Friday, February 25, 2011

geology.

if you know me at all then you know i am not a morning person.
i don't normally function until at least 10:30, and that's on a good day. so this might come as a shock, but i am in fact taking an 8:30 geology class every Monday, Wednesday, and Friday. this being said i have done everything in my power to wake up as late a humanly possible on these days. i now have it down to an art, i can wake up whenever as long as i am out the door by 8:10. now many of you might wonder how i pull this
off...
DISCLAIMER:don't judge me for the following statement...
when my grandma passed away, she left me two things: her wedding ring...and her handicap parking pass. before you do judge me (which i know you are) i only use it for this class, nowhere else....i feel like grandma would respect that...


so now on the the real story...
if i can wake up for class, then i think anyone can. this means that the two guys in my class that LITERALLY come in late everyday can figure out a way to make it. the first guy, we'll call him Smelly comes in everyday at exactly 8:45 on the dot. Smelly sits next to me, now smelly wouldn't be all that bad if he just came in 15 minutes late everyday. maybe he works late, or lives far or whatever i could deal with that. No, he's 15 minutes late every day because he stands outside and smokes a cigarette then continues to drink a LARGE red bull. We all know the reason flamingos are pink, because when they eat nothing but shrimp they turn that color...well red bull and cigarettes have the same exact effect on humans. he REEKS of red bull and cigarettes , its like not matter how much Smelly bathes it wont go away. This brings me to Sleepy, Sleepy shows up to class between 9-9:30...class is over at 9:50. not only does Sleepy show with less then half the class to go, he shows up with NOTHING to write on or in, why take up slots in a class that you're indefinitely going to fail. maybe having to deal with Smelly and Sleepy is karma's way of telling me to not pull the handicap card anymore...
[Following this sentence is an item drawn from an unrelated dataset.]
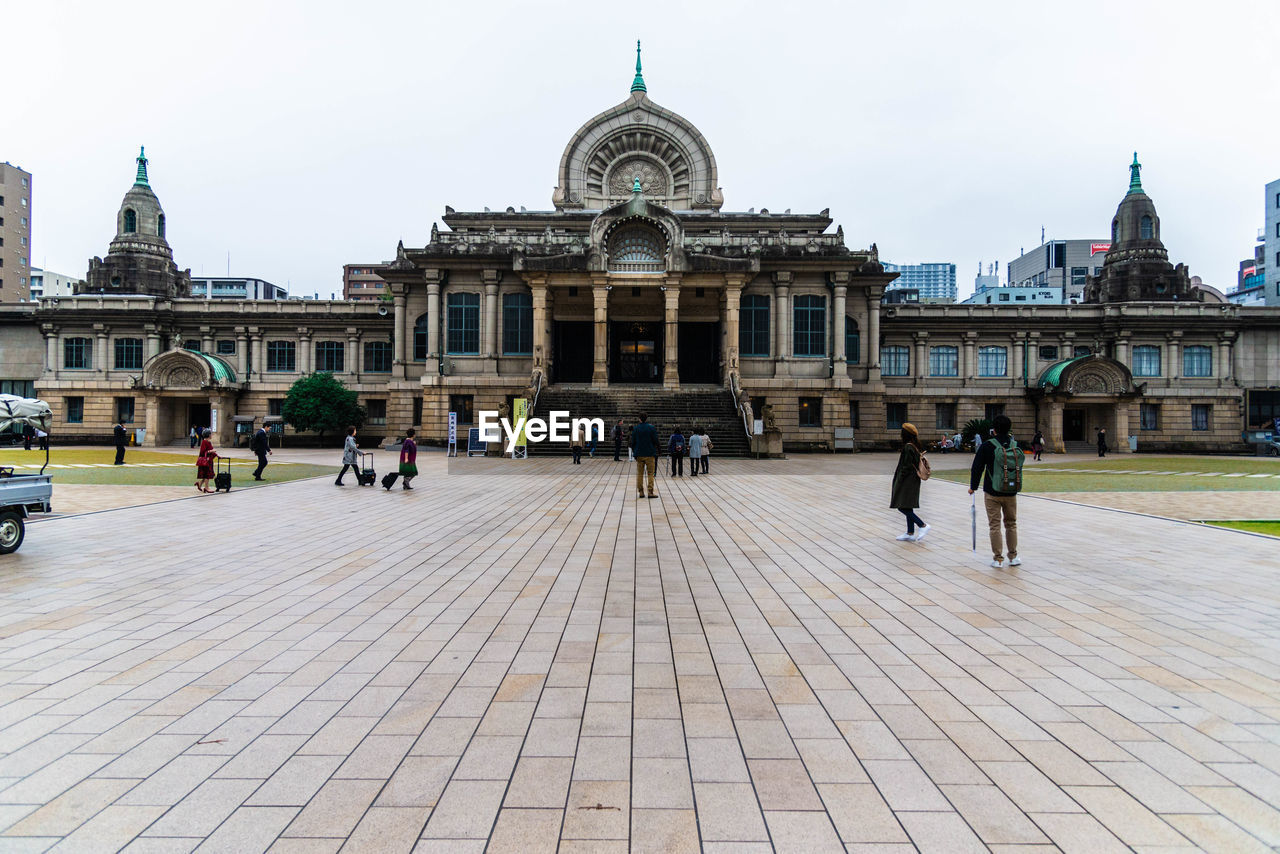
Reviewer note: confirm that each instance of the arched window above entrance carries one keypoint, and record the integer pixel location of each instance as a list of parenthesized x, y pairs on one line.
[(638, 249)]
Wednesday, February 23, 2011

thin mints.

i'm not fat. i am a normal person, i am a normal person that has been sitting on her butt for most of the winter because its been too damn cold to drive to the gym. i am also a normal person who, when it's warm, likes any aquatic land mass (except for the lake because i hate mud in between my toes) and also likes wearing as little clothing as possible on said aquatic land mass. that being said  i decided on Monday that i was going on a little diet. Nothing too crazy just a little less binging, and a little more celery. i have been doing awesome, no fast food, lots of fruits and vegetables and no junk i was really happy for myself...until today, when the door bell ring...around 7:30. i start to think to myself "seriously, i'm trying to watch Teen Mom 2. who the eff could this be?" i open the door, and to my shock stands a little girl, but not just any little girl. no, this girl was a girl scout. and in the girl scouts hand was a bag...and i bet you can guess what was in the bag, my worst nightmare. Thin Mints and Samoas. who in their right mind would do this to me? no, she didn't have the wrong house, no someone wasn't playing a sick joke. these cookies were for me, my mother thought it would be a good idea to buy enough cookies for the 3rd world. i'm now convinced she wants me to eat so many cookies that i explode  and so she no longer has to support me financially.

thank you girl scouts of america for single handedly undermining my entire summer.